You can use Spark SQL to develop streaming analytics jobs in EMR V3.21.0 and later. This topic describes the data sources supported by Spark SQL and methods to process data in the data sources.

Data sources

Data source Batch read Batch write Streaming read Streaming write
Kafka Supported Not supported Supported Supported
Loghub Supported Supported Supported Supported
Tablestore Supported Supported Supported Supported
DataHub Not supported Not supported Supported Supported
HBase Supported Supported Not supported Supported
JDBC Supported Supported Not supported Supported
Druid Not supported Not supported Not supported Supported
Redis Not supported Not supported Not supported Supported
Kudu Supported Supported Not supported Supported
DTS Supported Not supported Supported Not supported

Methods to process data in the data sources

You can use one of the following methods to process data in the data sources:

  • Command line

    1. Download the data source JAR package that has been precompiled.

      The JAR package contains the implementation packages and related dependency packages of the Loghub, Tablestore, HBase, JDBC, and Redis data sources.
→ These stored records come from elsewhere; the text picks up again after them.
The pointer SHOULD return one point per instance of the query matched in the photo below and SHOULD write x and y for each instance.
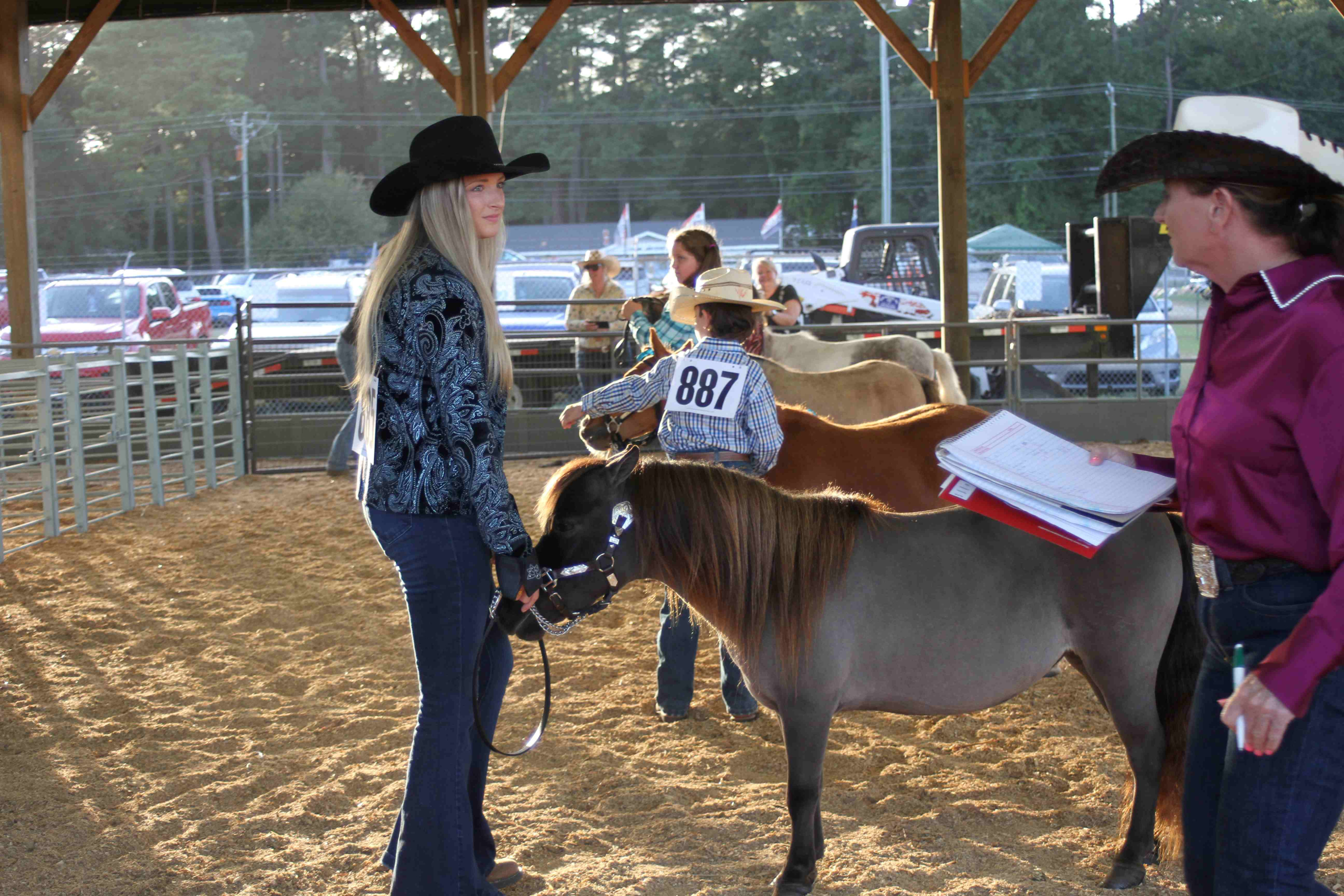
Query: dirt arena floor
(218, 698)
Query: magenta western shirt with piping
(1258, 438)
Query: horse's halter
(605, 563)
(620, 441)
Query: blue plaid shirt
(754, 430)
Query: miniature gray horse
(832, 604)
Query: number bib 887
(701, 386)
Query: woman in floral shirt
(594, 352)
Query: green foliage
(660, 107)
(324, 215)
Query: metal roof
(51, 11)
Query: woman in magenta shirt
(1258, 207)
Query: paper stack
(1027, 477)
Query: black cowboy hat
(1244, 140)
(448, 150)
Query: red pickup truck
(114, 308)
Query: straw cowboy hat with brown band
(717, 285)
(596, 257)
(1238, 140)
(448, 150)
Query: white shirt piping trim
(1281, 304)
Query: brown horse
(857, 394)
(891, 460)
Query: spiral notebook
(1049, 480)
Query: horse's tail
(1177, 675)
(949, 385)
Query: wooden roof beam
(899, 42)
(524, 50)
(68, 59)
(421, 50)
(999, 37)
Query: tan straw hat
(717, 285)
(596, 257)
(1244, 140)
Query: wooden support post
(68, 59)
(953, 225)
(423, 51)
(121, 429)
(45, 452)
(476, 96)
(999, 37)
(899, 42)
(524, 50)
(17, 190)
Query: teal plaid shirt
(754, 430)
(673, 333)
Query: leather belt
(1249, 571)
(713, 456)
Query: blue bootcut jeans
(441, 844)
(1257, 825)
(679, 641)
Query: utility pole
(1112, 198)
(886, 128)
(243, 131)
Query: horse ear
(660, 350)
(622, 465)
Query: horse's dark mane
(740, 550)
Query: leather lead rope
(533, 739)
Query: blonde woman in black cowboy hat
(1258, 207)
(597, 280)
(433, 375)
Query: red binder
(985, 504)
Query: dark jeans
(338, 458)
(1257, 825)
(588, 359)
(441, 844)
(679, 641)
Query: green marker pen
(1238, 678)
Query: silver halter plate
(623, 518)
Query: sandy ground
(218, 696)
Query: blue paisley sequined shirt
(440, 422)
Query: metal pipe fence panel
(1072, 370)
(85, 437)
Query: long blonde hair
(441, 218)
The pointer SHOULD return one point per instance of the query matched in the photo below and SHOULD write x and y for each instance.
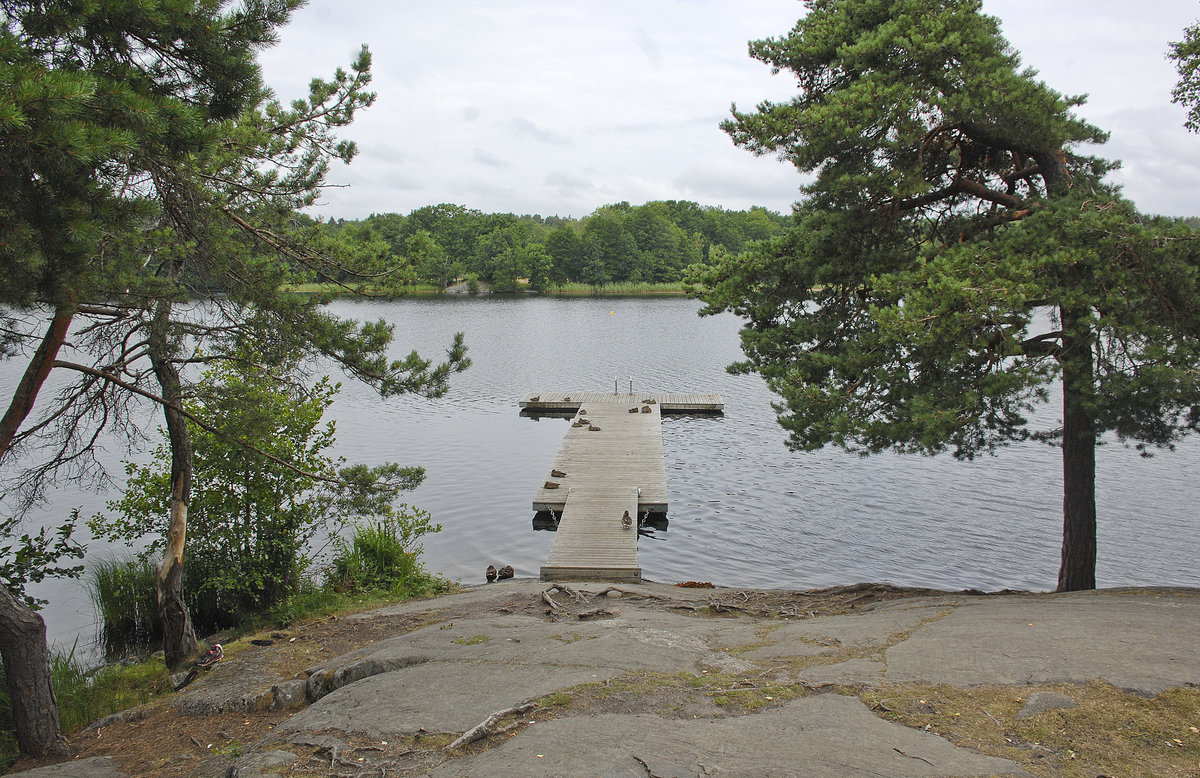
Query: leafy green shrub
(251, 516)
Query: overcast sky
(557, 107)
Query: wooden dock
(607, 474)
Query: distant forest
(619, 243)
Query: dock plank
(609, 465)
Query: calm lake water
(744, 510)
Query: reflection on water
(744, 510)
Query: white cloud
(535, 106)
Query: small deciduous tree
(954, 256)
(1186, 54)
(253, 510)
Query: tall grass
(378, 558)
(85, 695)
(624, 288)
(124, 592)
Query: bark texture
(1078, 568)
(27, 665)
(39, 367)
(179, 635)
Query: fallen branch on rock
(487, 726)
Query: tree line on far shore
(615, 244)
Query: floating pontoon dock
(607, 474)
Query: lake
(743, 509)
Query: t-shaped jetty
(609, 474)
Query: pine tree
(954, 255)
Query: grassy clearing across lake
(627, 288)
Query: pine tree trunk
(178, 634)
(27, 664)
(25, 393)
(27, 657)
(1078, 568)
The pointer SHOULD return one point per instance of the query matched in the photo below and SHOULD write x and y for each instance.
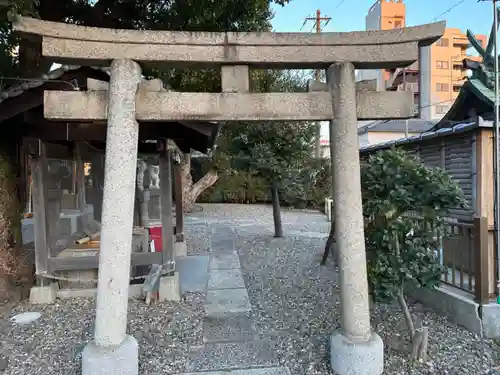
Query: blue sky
(350, 15)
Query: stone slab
(44, 294)
(169, 289)
(255, 371)
(220, 245)
(309, 234)
(225, 279)
(123, 360)
(193, 273)
(134, 291)
(276, 106)
(224, 261)
(237, 355)
(228, 328)
(227, 301)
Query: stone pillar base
(356, 358)
(180, 249)
(170, 288)
(44, 294)
(123, 360)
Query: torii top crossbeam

The packages for the Kafka and Druid data sources are not contained in this JAR package and will be supplemented later. For more information, see Release notes.

    2. Use the streaming-sql command line for interactive development.
      [hadoop@emr-header-1 ~]# streaming-sql --master yarn-client --jars emr-datasources_shaded_2.11-${version}.jar --driver-class-path emr-datasources_shaded_2.11-${version}.jar
  • Workflow

    For more information, see Configure a Streaming SQL job.